Home » Practice Areas » Matrimonial & Family Law » Child Relocation » Friedman v. Rome

46 A.D.3d 682, 847 N.Y.S.2d 616, 2007 N.Y. Slip Op. 09775

In the Matter of Amanda Friedman, Formerly Known as Amanda Van Holt, Appellant

v

David Rome, Respondent. 

Supreme Court, Appellate Division, Second Department, New York

December 11, 2007

CITE TITLE AS: Matter of Friedman v Rome

 

HEADNOTE

Parent and Child

Custody

Relocation of Custodial Parent

 

 

Record contained sound and substantial basis for Family Court's determination denying mother's petition for leave to relocate with children to California; although mother sought to relocate to meet demands of her second marriage, mother failed to demonstrate that her reasons justify uprooting of children from only area they had ever known, where they were thriving academically and socially, and where relocation would qualitatively affect their relationship with their father.

Robert N. Nelson, Baldwin, N.Y. (Kimberly I. Nelson of counsel), for appellant.John A. Gemelli, P.C., Forest Hills, N.Y., for respondent.Gail Jacobs, Great Neck, N.Y., Law Guardian.

In a proceeding pursuant to Family Court Act article 6, the mother appeals, as limited by her brief, from so much of an order of the Family Court, Nassau County (McCormack, J.), dated *683 January 18, 2007, as denied her petition for leave to relocate with the subject children to California.

Ordered that the order is affirmed insofar as appealed from, with costs.

The parties are divorced and have joint legal custody of their two young children. The mother has physical custody and has been a full time mother to the children since shortly after the parties separated.
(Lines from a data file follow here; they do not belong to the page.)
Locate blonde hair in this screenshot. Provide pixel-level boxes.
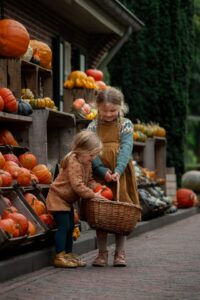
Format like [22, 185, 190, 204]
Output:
[96, 87, 128, 116]
[61, 130, 102, 169]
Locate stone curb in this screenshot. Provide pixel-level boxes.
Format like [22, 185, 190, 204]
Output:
[0, 207, 200, 282]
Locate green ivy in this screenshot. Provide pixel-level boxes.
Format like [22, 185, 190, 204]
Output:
[108, 0, 194, 183]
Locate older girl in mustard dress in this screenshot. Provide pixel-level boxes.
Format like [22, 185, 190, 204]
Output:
[88, 87, 139, 266]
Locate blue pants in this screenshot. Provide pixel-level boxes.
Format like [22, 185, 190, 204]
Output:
[53, 209, 74, 253]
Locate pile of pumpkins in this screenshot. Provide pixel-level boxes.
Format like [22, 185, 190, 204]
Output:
[21, 88, 58, 110]
[0, 87, 33, 116]
[0, 18, 52, 69]
[0, 151, 52, 187]
[64, 69, 107, 90]
[0, 196, 37, 238]
[133, 121, 166, 142]
[72, 98, 97, 120]
[0, 129, 52, 187]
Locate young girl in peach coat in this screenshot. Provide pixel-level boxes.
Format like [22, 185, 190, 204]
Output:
[88, 87, 140, 267]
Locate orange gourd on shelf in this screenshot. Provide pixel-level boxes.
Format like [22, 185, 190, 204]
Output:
[29, 40, 52, 69]
[0, 19, 30, 58]
[31, 164, 52, 184]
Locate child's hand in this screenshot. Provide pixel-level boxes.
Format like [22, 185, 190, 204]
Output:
[105, 170, 112, 182]
[111, 172, 120, 181]
[95, 190, 105, 199]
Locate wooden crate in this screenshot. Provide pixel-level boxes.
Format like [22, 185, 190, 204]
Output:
[63, 88, 95, 112]
[0, 58, 21, 98]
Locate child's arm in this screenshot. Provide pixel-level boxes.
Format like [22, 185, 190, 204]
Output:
[88, 120, 110, 178]
[68, 160, 95, 198]
[114, 119, 133, 175]
[68, 160, 104, 199]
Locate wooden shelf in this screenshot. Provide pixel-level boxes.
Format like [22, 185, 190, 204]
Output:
[21, 60, 52, 74]
[133, 141, 145, 148]
[0, 112, 32, 123]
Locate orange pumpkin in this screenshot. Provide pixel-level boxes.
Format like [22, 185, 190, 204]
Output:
[176, 188, 198, 208]
[0, 19, 30, 58]
[24, 193, 46, 216]
[3, 161, 20, 178]
[0, 152, 6, 169]
[0, 96, 4, 111]
[0, 88, 18, 112]
[74, 208, 80, 224]
[31, 172, 39, 183]
[4, 153, 19, 165]
[0, 129, 19, 146]
[27, 221, 37, 236]
[16, 168, 31, 186]
[0, 170, 12, 186]
[29, 40, 52, 69]
[18, 152, 37, 170]
[72, 98, 85, 110]
[31, 164, 52, 184]
[95, 80, 107, 90]
[0, 218, 19, 237]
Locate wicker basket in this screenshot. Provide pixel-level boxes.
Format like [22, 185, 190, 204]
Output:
[85, 179, 141, 235]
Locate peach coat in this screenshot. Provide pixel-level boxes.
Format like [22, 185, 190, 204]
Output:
[46, 154, 98, 212]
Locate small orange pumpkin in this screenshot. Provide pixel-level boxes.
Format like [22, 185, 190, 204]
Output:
[16, 168, 31, 186]
[0, 88, 18, 112]
[31, 164, 52, 184]
[0, 129, 19, 146]
[0, 19, 30, 58]
[0, 170, 12, 186]
[24, 193, 46, 216]
[27, 221, 37, 236]
[0, 152, 6, 169]
[3, 161, 20, 179]
[18, 152, 37, 170]
[0, 96, 4, 111]
[30, 40, 52, 69]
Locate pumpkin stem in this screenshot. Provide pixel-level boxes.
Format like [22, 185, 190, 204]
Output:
[0, 0, 4, 19]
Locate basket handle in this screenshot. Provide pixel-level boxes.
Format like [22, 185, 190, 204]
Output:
[117, 178, 119, 202]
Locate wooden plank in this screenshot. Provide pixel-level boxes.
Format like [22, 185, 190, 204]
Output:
[63, 88, 95, 112]
[0, 58, 7, 87]
[7, 58, 21, 98]
[0, 112, 32, 123]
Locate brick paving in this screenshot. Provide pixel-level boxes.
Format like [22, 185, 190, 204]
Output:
[0, 214, 200, 300]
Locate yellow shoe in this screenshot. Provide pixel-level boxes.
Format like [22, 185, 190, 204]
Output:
[64, 253, 87, 267]
[53, 251, 77, 268]
[113, 251, 127, 267]
[92, 250, 108, 267]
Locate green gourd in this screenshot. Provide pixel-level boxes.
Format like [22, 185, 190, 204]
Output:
[17, 99, 33, 116]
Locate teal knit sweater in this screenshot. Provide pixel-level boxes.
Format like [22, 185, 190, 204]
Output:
[88, 118, 133, 178]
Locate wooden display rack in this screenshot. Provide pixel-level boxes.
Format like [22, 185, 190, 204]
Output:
[63, 88, 95, 112]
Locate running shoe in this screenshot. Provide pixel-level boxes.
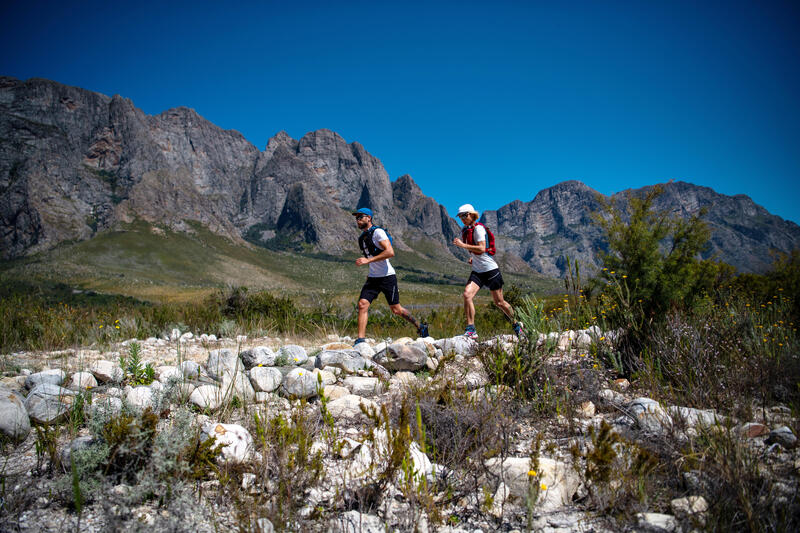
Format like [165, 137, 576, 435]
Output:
[417, 322, 428, 337]
[464, 329, 478, 341]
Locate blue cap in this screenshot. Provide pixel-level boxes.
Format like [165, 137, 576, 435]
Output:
[353, 207, 372, 217]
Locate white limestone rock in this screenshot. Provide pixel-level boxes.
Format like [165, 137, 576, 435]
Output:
[203, 422, 253, 463]
[0, 389, 31, 442]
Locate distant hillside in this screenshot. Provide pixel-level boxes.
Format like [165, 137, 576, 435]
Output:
[0, 77, 800, 282]
[482, 181, 800, 276]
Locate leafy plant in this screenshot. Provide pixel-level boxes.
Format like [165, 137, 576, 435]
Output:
[119, 341, 156, 386]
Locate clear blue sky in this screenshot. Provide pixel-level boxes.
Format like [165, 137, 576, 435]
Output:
[0, 0, 800, 222]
The father has visitation with the children every week and every other weekend, which he has never missed. He also attends parent-teacher conferences and is involved in the children's extracurricular and school activities. The mother seeks to relocate the children to California, where her current husband has moved for an employment opportunity.

The record contains a sound and substantial basis for the Family Court's determination denying the mother's petition for leave to relocate with the children to California (see Matter of Brzozowski v Brzozowski, 30 AD3d 517, 518 [2006]; see generally Matter of Turnure v Turnure, 37 AD3d 727, 728 [2007]; Matter of Magwood v Martinez, 35 AD3d 743 [2006]). When reviewing a custodial parent's request to relocate, the court's primary focus must be on the best interests of the children (see Matter of Tropea v Tropea, 87 NY2d 727, 739 [1996]; **2 Matter of Brzozowski v Brzozowski, 30 AD3d at 518; Matter of Confort v Nicolai, 309 AD2d 861, 862 [2003]). Although the mother sought to relocate to meet the demands of her second marriage, which are “valid motives” (Matter of Tropea v Tropea, 87 NY2d at 540), the mother failed to demonstrate that her reasons justify “the uprooting of the children from the only area they have ever known, where they are thriving academically and socially, and where a relocation would qualitatively affect their relationship with their father” (Matter of Confort v Nicolai, 309 AD2d 861, 861 [2003] [internal quotation marks omitted]; Matter of Mascola v Mascola, 251 AD2d 414, 415 [1998]). Thus, the Family Court, in considering the relevant factors, properly determined that relocation was not in the children's best interests (Matter of Tropea v Tropea, 87 NY2d 727 [1996]; Matter of Brzozowski v Brzozowski, 30 AD3d 517, 518 [2006]; Matter of Confort v Nicolai, 309 AD2d 861, 862 [2003]; Matter of Mascola v Mascola, 251 AD2d 414, 415 [1998]). Prudenti, P.J., Mastro, Santucci and Lifson, JJ., concur.